Cerebras Systems, a pioneer in accelerating artificial intelligence (AI) compute, unveiled the Cerebras Wafer-Scale Cluster, delivering near-perfect linear scaling across hundreds of millions of AI-optimized compute cores while avoiding the pain of the distributed compute. With a Wafer-Scale Cluster, users can distribute even the largest language models from a Jupyter notebook running on a laptop with just a few keystrokes. This replaces months of painstaking work with clusters of graphics processing units (GPU).
Large language models (LLMs) are transforming entire industries across healthcare and life sciences, energy, financial services, transportation, entertainment, and more. However, training large models with traditional hardware is challenging and time consuming and has only successfully been accomplished by a few organizations. It requires months of complex distributed computing before any training can even occur. In fact, training these models is so uncommon, successful training is frequently deemed worthy of publication.

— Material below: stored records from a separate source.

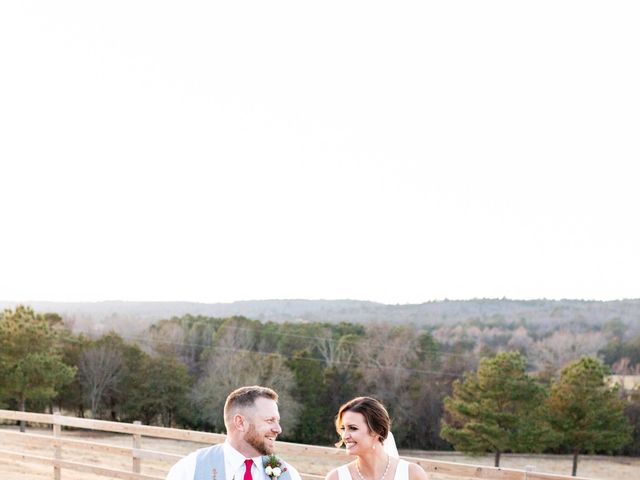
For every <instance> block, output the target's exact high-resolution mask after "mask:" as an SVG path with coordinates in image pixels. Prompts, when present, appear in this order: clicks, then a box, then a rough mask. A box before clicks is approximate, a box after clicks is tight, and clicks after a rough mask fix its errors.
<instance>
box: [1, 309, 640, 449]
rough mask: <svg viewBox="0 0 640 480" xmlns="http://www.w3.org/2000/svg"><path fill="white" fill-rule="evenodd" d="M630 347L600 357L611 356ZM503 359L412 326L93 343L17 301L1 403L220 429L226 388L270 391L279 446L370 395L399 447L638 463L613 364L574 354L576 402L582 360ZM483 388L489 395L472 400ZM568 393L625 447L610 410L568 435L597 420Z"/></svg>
mask: <svg viewBox="0 0 640 480" xmlns="http://www.w3.org/2000/svg"><path fill="white" fill-rule="evenodd" d="M623 347H624V348H627V347H626V344H624V342H623V344H622V347H620V348H619V349H618V350H615V349H614V348H612V349H611V350H610V351H606V352H605V354H609V355H610V358H611V359H615V358H616V354H618V353H620V351H621V349H622V350H624V348H623ZM498 350H499V349H492V348H490V346H488V345H486V344H485V345H484V346H483V347H482V348H480V349H478V348H475V345H474V343H473V341H472V339H470V338H469V337H465V336H461V338H459V339H458V341H455V342H453V341H447V342H444V341H439V340H438V339H436V338H435V337H434V335H433V334H432V332H430V331H429V330H427V329H424V328H418V327H416V326H412V325H402V326H398V325H386V324H382V323H381V324H367V325H363V324H355V323H349V322H342V323H331V324H329V323H323V322H285V323H274V322H266V323H262V322H259V321H256V320H251V319H247V318H244V317H230V318H211V317H205V316H192V315H185V316H182V317H174V318H171V319H166V320H162V321H160V322H157V323H155V324H154V325H152V326H151V327H149V328H148V329H147V330H146V331H145V332H143V333H142V334H139V335H136V336H122V335H118V334H116V333H113V332H112V333H108V334H104V335H101V336H99V337H95V338H90V337H87V336H85V335H83V334H77V333H74V332H73V331H72V330H71V328H70V327H69V326H68V325H67V324H65V322H64V321H63V319H62V318H61V317H60V316H59V315H57V314H51V313H49V314H40V313H36V312H34V311H33V310H32V309H30V308H29V307H25V306H18V307H16V308H15V309H14V310H5V311H4V312H3V313H2V314H0V404H2V405H3V406H5V407H9V408H16V409H27V410H30V411H46V410H53V409H54V408H55V409H60V410H62V411H64V412H67V413H72V414H75V415H78V416H86V415H89V416H92V417H94V418H103V419H110V420H120V421H133V420H142V421H143V422H144V423H147V424H157V425H164V426H174V427H181V428H191V429H198V430H208V431H215V432H222V431H224V423H223V419H222V405H223V402H224V398H225V397H226V395H227V394H228V392H229V391H231V390H232V389H234V388H236V387H237V386H239V385H245V384H264V385H269V386H271V387H272V388H274V389H276V390H277V391H278V392H279V393H280V395H281V399H280V403H281V412H282V417H283V429H284V433H283V435H282V438H283V439H285V440H289V441H294V442H300V443H310V444H311V443H312V444H320V445H329V444H332V443H334V442H335V439H336V433H335V431H334V429H333V426H332V425H333V424H332V419H333V416H334V415H335V412H336V411H337V409H338V407H339V406H340V404H342V403H343V402H344V401H345V400H347V399H349V398H351V397H354V396H358V395H372V396H375V397H376V398H378V399H380V400H381V401H382V402H383V403H385V404H386V405H387V406H388V408H389V410H390V414H391V416H392V418H393V424H394V425H393V430H394V434H395V435H396V440H397V442H398V444H399V446H400V447H401V448H414V449H451V448H452V447H455V448H456V449H458V450H461V451H466V452H470V453H481V452H482V453H484V452H487V451H491V452H494V453H496V455H497V460H499V455H500V454H501V453H504V452H521V451H541V450H547V451H556V452H571V453H576V452H577V453H580V452H583V451H596V452H609V451H616V450H619V449H620V448H624V450H622V451H623V453H627V454H634V455H638V454H640V438H639V436H640V414H639V413H638V412H640V398H638V396H631V397H629V398H626V399H622V398H621V397H620V392H618V391H617V390H615V388H611V387H609V386H608V385H607V384H605V383H604V376H605V374H606V373H607V366H606V365H603V364H602V363H601V362H600V361H598V360H595V359H593V358H588V357H587V359H586V360H585V359H576V358H574V359H572V360H574V361H578V362H583V363H580V365H581V367H580V368H582V369H586V370H588V371H589V372H591V374H593V381H592V382H591V383H589V382H587V383H586V384H585V385H586V387H584V388H583V389H582V390H580V391H579V392H578V393H575V394H572V395H573V396H571V395H568V394H567V393H566V391H565V390H562V389H563V388H569V387H566V385H567V378H570V376H569V377H568V375H570V374H569V373H565V371H567V372H569V371H571V372H572V371H573V370H571V369H572V368H573V369H575V368H578V367H573V366H572V365H573V363H569V364H568V365H566V366H565V368H564V369H562V368H559V367H558V368H556V369H555V370H553V371H550V370H549V368H547V369H546V370H545V369H542V370H541V369H538V372H539V374H538V375H534V374H529V373H527V372H528V371H530V370H531V369H532V367H535V365H530V364H529V362H528V361H527V358H526V356H525V355H524V354H523V353H522V351H514V352H511V353H507V352H502V353H500V352H498ZM505 356H506V357H505ZM605 356H606V355H605ZM505 358H506V359H507V360H505ZM492 362H493V363H492ZM500 362H503V363H500ZM504 362H506V363H504ZM584 362H591V363H584ZM580 368H578V369H580ZM567 369H569V370H567ZM487 371H488V372H494V377H495V378H493V380H492V377H491V375H489V374H487ZM594 372H595V373H594ZM573 375H574V377H575V376H576V375H577V374H575V373H574V374H573ZM596 377H597V378H598V381H596ZM576 378H582V377H580V376H579V375H578V376H577V377H576ZM583 380H584V379H583ZM581 381H582V380H581ZM563 382H564V383H563ZM563 385H564V386H563ZM576 388H577V387H576ZM557 392H564V393H562V394H559V393H557ZM480 393H482V394H487V395H489V396H488V397H482V396H480V397H478V398H476V397H475V396H474V395H480ZM492 395H493V396H492ZM500 395H502V396H500ZM509 395H511V396H509ZM597 395H600V397H598V396H597ZM603 395H604V396H605V397H606V398H607V399H609V398H610V399H611V400H610V401H609V400H607V401H606V402H605V401H603V398H604V397H603ZM567 398H576V399H580V400H584V399H590V401H591V403H589V404H588V408H586V407H585V408H584V409H583V410H584V411H585V412H586V411H588V410H589V409H590V408H592V407H596V406H603V405H604V406H606V409H608V410H607V412H609V413H611V412H614V413H615V415H618V414H619V415H618V417H615V418H621V419H622V420H621V423H620V425H621V426H620V428H618V430H616V433H615V435H614V437H616V438H618V437H619V438H623V439H625V441H624V442H619V443H615V442H613V441H609V442H604V441H602V440H601V439H602V438H603V436H606V435H609V434H608V433H607V432H608V431H607V430H606V428H604V427H606V425H613V424H614V423H615V422H612V420H611V418H610V417H608V416H603V415H599V416H598V418H601V419H603V422H604V420H605V419H606V422H605V423H604V424H603V425H601V426H600V427H598V428H600V430H601V432H600V434H597V430H598V428H596V427H593V426H590V427H589V428H591V429H592V430H593V429H595V430H593V431H595V432H596V433H593V432H592V430H589V431H590V432H592V433H591V434H590V435H592V436H593V438H597V439H598V440H597V441H596V440H593V441H591V440H590V441H584V442H582V441H581V442H576V441H575V439H573V440H572V438H574V437H571V435H570V433H571V432H573V433H575V432H578V431H581V430H580V428H586V427H584V425H586V423H585V422H587V420H588V419H589V418H591V417H592V416H593V415H591V416H590V414H589V415H588V414H587V413H584V418H582V417H580V418H577V417H576V419H574V420H575V421H574V422H573V423H571V422H569V421H568V418H570V417H571V415H577V414H576V413H575V412H576V408H577V407H576V405H569V406H567V405H565V404H563V403H562V401H564V400H566V399H567ZM534 399H535V401H534ZM561 400H562V401H561ZM526 401H531V402H533V404H535V405H539V406H540V409H538V408H535V409H534V408H532V407H531V405H532V404H527V403H526ZM474 402H475V403H474ZM616 402H617V403H616ZM527 405H528V406H527ZM543 407H544V408H543ZM563 409H564V410H563ZM594 411H596V410H594ZM597 411H599V412H600V413H602V411H601V410H597ZM562 412H564V413H562ZM567 412H569V413H567ZM616 412H617V413H616ZM615 415H614V416H615ZM571 418H573V417H571ZM601 423H602V422H601ZM545 432H546V433H545ZM563 432H564V433H563ZM474 435H475V436H474ZM583 437H584V432H583V433H581V436H580V438H583ZM577 453H576V461H577Z"/></svg>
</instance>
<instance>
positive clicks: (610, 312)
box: [0, 299, 640, 333]
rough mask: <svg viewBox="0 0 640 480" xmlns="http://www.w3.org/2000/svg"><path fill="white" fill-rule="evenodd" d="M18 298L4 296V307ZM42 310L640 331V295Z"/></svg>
mask: <svg viewBox="0 0 640 480" xmlns="http://www.w3.org/2000/svg"><path fill="white" fill-rule="evenodd" d="M17 303H18V302H11V301H0V308H2V309H5V308H14V307H15V305H16V304H17ZM25 303H27V304H28V305H30V306H31V307H33V308H34V309H35V310H36V311H39V312H56V313H58V314H60V315H61V316H62V317H63V318H65V319H66V320H68V321H70V322H71V323H72V324H73V325H74V328H75V329H76V330H81V331H86V332H94V333H102V332H104V331H107V330H110V329H115V330H116V331H120V330H122V329H123V328H126V330H128V331H131V330H132V329H135V330H138V331H141V330H144V329H145V328H147V327H148V326H149V325H151V324H152V323H155V322H156V321H158V320H161V319H166V318H171V317H175V316H182V315H186V314H191V315H203V316H209V317H230V316H234V315H242V316H245V317H248V318H252V319H256V320H260V321H263V322H266V321H274V322H284V321H320V322H331V323H335V322H342V321H345V322H355V323H371V322H384V323H395V324H405V323H411V324H415V325H418V326H427V327H438V326H442V325H456V324H469V323H479V324H483V325H492V324H495V325H509V324H517V323H526V324H527V325H529V326H532V325H537V326H551V325H554V326H559V325H563V326H571V325H574V326H577V327H581V329H590V328H593V327H596V328H598V327H600V326H602V325H603V324H605V323H607V322H609V321H611V320H616V319H617V320H619V321H620V322H621V323H624V324H625V325H626V327H627V328H628V329H629V330H631V331H640V299H629V300H615V301H592V300H545V299H542V300H508V299H473V300H444V301H433V302H427V303H421V304H406V305H385V304H381V303H375V302H366V301H358V300H299V299H297V300H247V301H239V302H233V303H191V302H123V301H104V302H79V303H67V302H39V301H34V302H25Z"/></svg>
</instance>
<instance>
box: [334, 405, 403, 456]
mask: <svg viewBox="0 0 640 480" xmlns="http://www.w3.org/2000/svg"><path fill="white" fill-rule="evenodd" d="M345 412H356V413H360V414H362V416H363V417H364V421H365V422H366V423H367V427H369V431H371V432H373V433H375V434H376V435H378V440H379V441H380V443H382V442H384V441H385V439H386V438H387V435H389V430H390V429H391V419H390V418H389V413H388V412H387V409H386V408H384V405H382V404H381V403H380V402H379V401H378V400H376V399H375V398H371V397H356V398H354V399H353V400H349V401H348V402H347V403H345V404H344V405H342V406H341V407H340V410H338V414H337V415H336V432H338V435H340V427H342V417H343V416H344V414H345ZM343 443H344V442H343V441H342V438H340V441H339V442H338V443H336V447H341V446H342V445H343Z"/></svg>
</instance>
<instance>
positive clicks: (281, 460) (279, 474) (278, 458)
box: [263, 453, 287, 480]
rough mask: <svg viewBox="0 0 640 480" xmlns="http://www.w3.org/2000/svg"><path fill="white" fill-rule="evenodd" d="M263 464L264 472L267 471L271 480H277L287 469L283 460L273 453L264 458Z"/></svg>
mask: <svg viewBox="0 0 640 480" xmlns="http://www.w3.org/2000/svg"><path fill="white" fill-rule="evenodd" d="M263 465H264V473H266V474H267V476H268V477H269V478H271V480H277V479H278V477H279V476H280V475H282V474H283V473H284V472H286V471H287V467H284V468H283V467H282V460H280V459H279V458H278V457H276V456H275V455H274V454H273V453H272V454H271V455H269V456H268V457H267V458H265V459H264V462H263Z"/></svg>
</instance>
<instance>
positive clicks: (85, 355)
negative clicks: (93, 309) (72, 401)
mask: <svg viewBox="0 0 640 480" xmlns="http://www.w3.org/2000/svg"><path fill="white" fill-rule="evenodd" d="M123 367H124V364H123V361H122V358H121V356H120V352H119V351H118V350H116V349H114V348H112V347H109V346H108V345H98V346H94V347H90V348H88V349H86V350H85V351H84V352H82V354H81V356H80V362H79V364H78V371H79V375H80V382H81V383H82V389H83V391H84V394H85V396H86V397H87V399H88V400H89V403H90V405H91V416H92V417H93V418H97V417H98V416H99V414H100V411H101V407H102V406H101V403H102V400H103V398H104V396H105V394H106V393H107V392H108V391H109V390H110V389H113V388H115V387H116V386H117V384H118V381H119V380H120V378H121V377H122V374H123Z"/></svg>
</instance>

Cerebras Wafer-Scale Clusters allow one to quickly, simply, and easily build clusters that support the largest LLMs. By exclusively using data parallelism, Cerebras avoids the pain of distributed computing. Instead, Cerebras Wafer-Scale Clusters deliver push-button allocation of work to compute, and linear performance scaling from a single CS-2 to up to 192 CS-2 systems. Wafer-Scale Clusters make scaling the largest models dead simple. From a digital notebook on a laptop, the largest of LLMs like GPT-3 can be spread over a cluster of CS-2s with a single keystroke, trained, and the results evaluated. Switching between a 1B, 20B, and 175B parameter model is similarly simple, as is allocating an LLM to 850,000 AI cores (1 CS-2), 3.4 million compute cores (4 CS-2s), and 13.6 million cores (16 CS-2s). Each one of these actions would have taken months of work on a cluster of graphics processing units.
The key to the new Cerebras Wafer-Scale Cluster is the exclusive use of using data parallelism. Data parallelism is the preferred approach for all AI work. However, data parallelism requires that all the calculations, including the largest matrix multiplications of the largest layer, fit on a single device, and that all the parameters fit in the device’s memory. Only the CS-2 — and not graphics processing units — achieves both characteristics for LLMs.
The Cerebras WSE-2 is the largest processor ever built. It is 56 times larger than the largest GPU, has 123 times more cores, 1,000 times more on-chip memory, 12,000 times more memory bandwidth, and 45,000 times more fabric bandwidth. The WSE-2 is the size of a dinner plate, while the largest graphic processing unit is the size of postage stamp.
The sheer size and computational resources on the WSE-2 allow Cerebras to fit the largest layers of the largest neural networks onto a single device. In fact, the WSE-2 can fit layers 1,000 times larger than the largest layer in the largest existing natural language processing (NLP) network. This means work never needs to break up and spread across multiple processors. Small graphics processing units routinely must break up work and spread it across multiple processors.
MemoryX enables Cerebras to disaggregate parameter storage from compute without suffering the penalty usually associated with off-chip memory. Storage for model parameters is in the separate MemoryX system, while all the compute is in the CS-2. By disaggregating compute from memory, the MemoryX provides nearly unbounded amounts of storage for the parameters and optimizer states.
MemoryX streams weights to the CS-2, where the activations reside. In return, the CS-2 streams back the gradients. The MemoryX uses these in combination with stored optimizer parameters to compute weight updates for the next training iterations. This process is then repeated until training is complete. MemoryX enables even a single CS-2 to support a model with trillions of parameters.
While MemoryX adds vast parameter storage capabilities, SwarmX connects MemoryX to clusters of CS-2s, enabling CS-2s to scale out and for the cluster to run strictly data parallel. SwarmX forms a broadcast reduce fabric. The parameters stored in MemoryX are replicated in hardware and broadcast across the SwarmX fabric to multiple CS-2s. The SwarmX fabric reduces the gradients sent back from the CS-2s, providing a single gradient stream to the MemoryX.
Based on the CS-2, MemoryX and SwarmX, the Cerebras Wafer-Scale Cluster is the only cluster in AI compute that enables strict linear scaling of models with billions, tens of billions, hundreds of billions, and trillions of parameters. If users go from one CS-2 to two CS-2s in a cluster, the time to train is cut in half. If users go from one CS-2 to four CS-2s, training time is cut to one-fourth. This is an exceptionally rare characteristic in cluster computing. It is profoundly cost and power efficient. Unlike GPU clusters, in a Cerebras cluster, as users add more compute, performance increases linearly.